Claude se rio, pero le dijo que tenía intención de dar un castigo ejemplar a aquel que se metiera en líos.
Se sentía enormemente satisfecho de no tener a sus inquietos compañeros presentes en ese momento. Se podía sentar ahí tranquilamente hasta el mediodía y escuchar la campana sonar de nuevo. Mientras tanto, debía intentar pensar: esto era por supuesto arquitectura gótica, había leído algo sobre esto y debería ser capaz de recordar algo sobre ello. Gótico… era una simple palabra, a él le sugería algo muy picudo y puntiagudo, arcos afilados, tejados empinados. No tenía nada que ver con estas esbeltas columnas blancas que se alzaban tan rectas y lejanas, o con la vidriera, ardiente allí en su bóveda de penumbra…

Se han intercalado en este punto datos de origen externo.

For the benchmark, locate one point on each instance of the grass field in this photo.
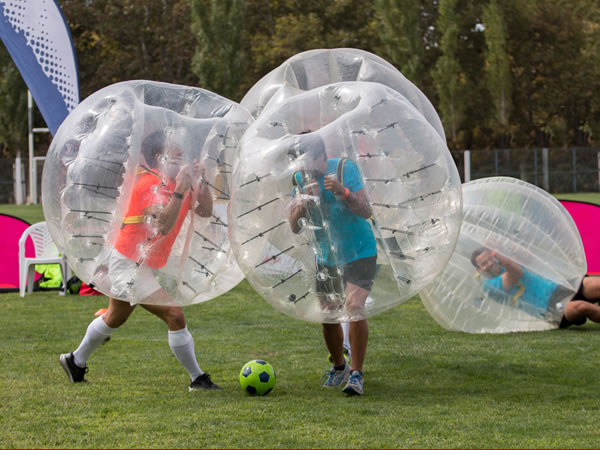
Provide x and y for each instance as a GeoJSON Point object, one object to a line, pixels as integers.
{"type": "Point", "coordinates": [424, 386]}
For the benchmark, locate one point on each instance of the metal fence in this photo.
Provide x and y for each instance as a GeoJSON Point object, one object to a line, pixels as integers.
{"type": "Point", "coordinates": [556, 170]}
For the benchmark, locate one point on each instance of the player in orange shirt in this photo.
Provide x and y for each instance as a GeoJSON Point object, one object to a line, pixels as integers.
{"type": "Point", "coordinates": [158, 207]}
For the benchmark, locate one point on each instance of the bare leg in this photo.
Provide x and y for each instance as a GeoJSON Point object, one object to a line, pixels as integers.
{"type": "Point", "coordinates": [118, 313]}
{"type": "Point", "coordinates": [591, 288]}
{"type": "Point", "coordinates": [359, 336]}
{"type": "Point", "coordinates": [359, 329]}
{"type": "Point", "coordinates": [334, 340]}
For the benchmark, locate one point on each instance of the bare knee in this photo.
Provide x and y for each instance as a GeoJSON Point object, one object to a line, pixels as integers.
{"type": "Point", "coordinates": [117, 314]}
{"type": "Point", "coordinates": [174, 318]}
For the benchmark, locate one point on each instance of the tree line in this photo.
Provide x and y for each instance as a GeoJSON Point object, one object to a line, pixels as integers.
{"type": "Point", "coordinates": [501, 73]}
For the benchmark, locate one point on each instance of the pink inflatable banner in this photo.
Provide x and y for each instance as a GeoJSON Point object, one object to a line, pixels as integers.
{"type": "Point", "coordinates": [587, 219]}
{"type": "Point", "coordinates": [12, 229]}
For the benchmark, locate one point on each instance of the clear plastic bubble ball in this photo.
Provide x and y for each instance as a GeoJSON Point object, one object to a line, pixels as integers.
{"type": "Point", "coordinates": [519, 259]}
{"type": "Point", "coordinates": [316, 68]}
{"type": "Point", "coordinates": [110, 191]}
{"type": "Point", "coordinates": [343, 193]}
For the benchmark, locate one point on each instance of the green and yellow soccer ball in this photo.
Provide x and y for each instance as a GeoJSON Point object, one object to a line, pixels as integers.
{"type": "Point", "coordinates": [257, 377]}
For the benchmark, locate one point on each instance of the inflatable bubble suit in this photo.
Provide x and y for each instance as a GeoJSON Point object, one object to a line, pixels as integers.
{"type": "Point", "coordinates": [296, 240]}
{"type": "Point", "coordinates": [316, 68]}
{"type": "Point", "coordinates": [518, 261]}
{"type": "Point", "coordinates": [109, 175]}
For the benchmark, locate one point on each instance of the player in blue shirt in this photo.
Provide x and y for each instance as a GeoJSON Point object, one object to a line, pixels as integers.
{"type": "Point", "coordinates": [346, 260]}
{"type": "Point", "coordinates": [535, 294]}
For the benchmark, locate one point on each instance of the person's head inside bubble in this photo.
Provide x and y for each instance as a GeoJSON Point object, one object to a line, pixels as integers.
{"type": "Point", "coordinates": [329, 200]}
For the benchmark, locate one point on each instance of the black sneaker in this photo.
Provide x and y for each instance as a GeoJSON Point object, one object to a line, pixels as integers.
{"type": "Point", "coordinates": [203, 382]}
{"type": "Point", "coordinates": [74, 372]}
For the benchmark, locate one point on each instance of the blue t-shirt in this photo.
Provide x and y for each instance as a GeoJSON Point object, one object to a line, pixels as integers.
{"type": "Point", "coordinates": [350, 235]}
{"type": "Point", "coordinates": [533, 291]}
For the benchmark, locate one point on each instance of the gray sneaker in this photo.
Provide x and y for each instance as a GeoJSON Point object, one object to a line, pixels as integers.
{"type": "Point", "coordinates": [333, 378]}
{"type": "Point", "coordinates": [354, 385]}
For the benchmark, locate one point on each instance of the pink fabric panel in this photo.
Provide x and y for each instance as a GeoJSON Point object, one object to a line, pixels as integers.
{"type": "Point", "coordinates": [587, 219]}
{"type": "Point", "coordinates": [11, 230]}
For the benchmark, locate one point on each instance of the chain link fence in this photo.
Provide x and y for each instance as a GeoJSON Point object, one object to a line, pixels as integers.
{"type": "Point", "coordinates": [556, 170]}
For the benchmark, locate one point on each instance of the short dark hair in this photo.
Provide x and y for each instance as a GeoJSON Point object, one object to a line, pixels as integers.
{"type": "Point", "coordinates": [475, 254]}
{"type": "Point", "coordinates": [311, 144]}
{"type": "Point", "coordinates": [153, 145]}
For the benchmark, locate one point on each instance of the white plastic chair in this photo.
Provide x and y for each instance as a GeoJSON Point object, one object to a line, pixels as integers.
{"type": "Point", "coordinates": [45, 253]}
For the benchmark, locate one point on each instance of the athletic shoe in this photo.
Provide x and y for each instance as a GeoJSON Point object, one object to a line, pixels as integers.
{"type": "Point", "coordinates": [347, 356]}
{"type": "Point", "coordinates": [75, 373]}
{"type": "Point", "coordinates": [354, 385]}
{"type": "Point", "coordinates": [333, 378]}
{"type": "Point", "coordinates": [203, 382]}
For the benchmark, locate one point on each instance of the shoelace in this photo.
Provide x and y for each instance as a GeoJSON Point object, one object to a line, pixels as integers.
{"type": "Point", "coordinates": [354, 378]}
{"type": "Point", "coordinates": [328, 376]}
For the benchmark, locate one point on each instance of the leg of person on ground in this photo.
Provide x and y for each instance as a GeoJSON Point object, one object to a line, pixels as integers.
{"type": "Point", "coordinates": [334, 340]}
{"type": "Point", "coordinates": [591, 288]}
{"type": "Point", "coordinates": [579, 310]}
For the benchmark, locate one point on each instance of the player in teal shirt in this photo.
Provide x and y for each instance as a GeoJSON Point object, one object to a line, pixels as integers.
{"type": "Point", "coordinates": [341, 227]}
{"type": "Point", "coordinates": [511, 283]}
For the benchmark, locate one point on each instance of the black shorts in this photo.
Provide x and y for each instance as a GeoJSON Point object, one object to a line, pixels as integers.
{"type": "Point", "coordinates": [360, 272]}
{"type": "Point", "coordinates": [564, 323]}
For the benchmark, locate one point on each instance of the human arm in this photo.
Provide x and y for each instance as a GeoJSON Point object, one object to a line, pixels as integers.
{"type": "Point", "coordinates": [298, 209]}
{"type": "Point", "coordinates": [357, 202]}
{"type": "Point", "coordinates": [513, 271]}
{"type": "Point", "coordinates": [166, 216]}
{"type": "Point", "coordinates": [205, 202]}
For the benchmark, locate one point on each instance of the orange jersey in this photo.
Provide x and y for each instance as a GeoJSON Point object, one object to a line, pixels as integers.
{"type": "Point", "coordinates": [138, 240]}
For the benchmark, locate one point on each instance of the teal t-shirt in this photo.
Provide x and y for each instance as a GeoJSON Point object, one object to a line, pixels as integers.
{"type": "Point", "coordinates": [536, 291]}
{"type": "Point", "coordinates": [350, 235]}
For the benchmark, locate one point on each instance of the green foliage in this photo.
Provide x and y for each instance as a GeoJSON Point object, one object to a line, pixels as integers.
{"type": "Point", "coordinates": [402, 35]}
{"type": "Point", "coordinates": [497, 65]}
{"type": "Point", "coordinates": [220, 60]}
{"type": "Point", "coordinates": [450, 79]}
{"type": "Point", "coordinates": [277, 30]}
{"type": "Point", "coordinates": [118, 40]}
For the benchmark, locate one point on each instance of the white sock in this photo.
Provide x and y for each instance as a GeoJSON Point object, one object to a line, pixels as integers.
{"type": "Point", "coordinates": [95, 336]}
{"type": "Point", "coordinates": [182, 346]}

Mientras intentaba en vano meditar sobre la arquitectura, algunos recuerdos de astronomía de antiguas clases atravesaron su mente, algo sobre las estrellas cuya luz viaja a través del espacio durante cientos de años antes de alcanzar la tierra y el ojo humano. El púrpura, el carmesí y el verde botella de esta vidriera habían estado brillando durante casi el mismo tiempo antes de llegar hasta él. Sintió perfectamente cómo le atravesaba e iba más allá… como si su madre estuviera mirando por encima de su hombro. Se sentó solemnemente durante una hora, hasta las doce, los codos sobre sus rodillas, su sombrero balanceándose entre las piernas en su mano, mirando hacia arriba a través de la penumbra con ojos sinceros y meditabundos.
Cuando Claude se reunió con su compañía en la estación, se habían reído de él: ellos habían encontrado la catedral y una estatua de Ricardo Corazón de León, en el mismo sitio donde el propio corazón había sido enterrado, «el órgano idéntico», le aseguró el gordo sargento Hicks. Pero todos se alegraron de dejar Ruan.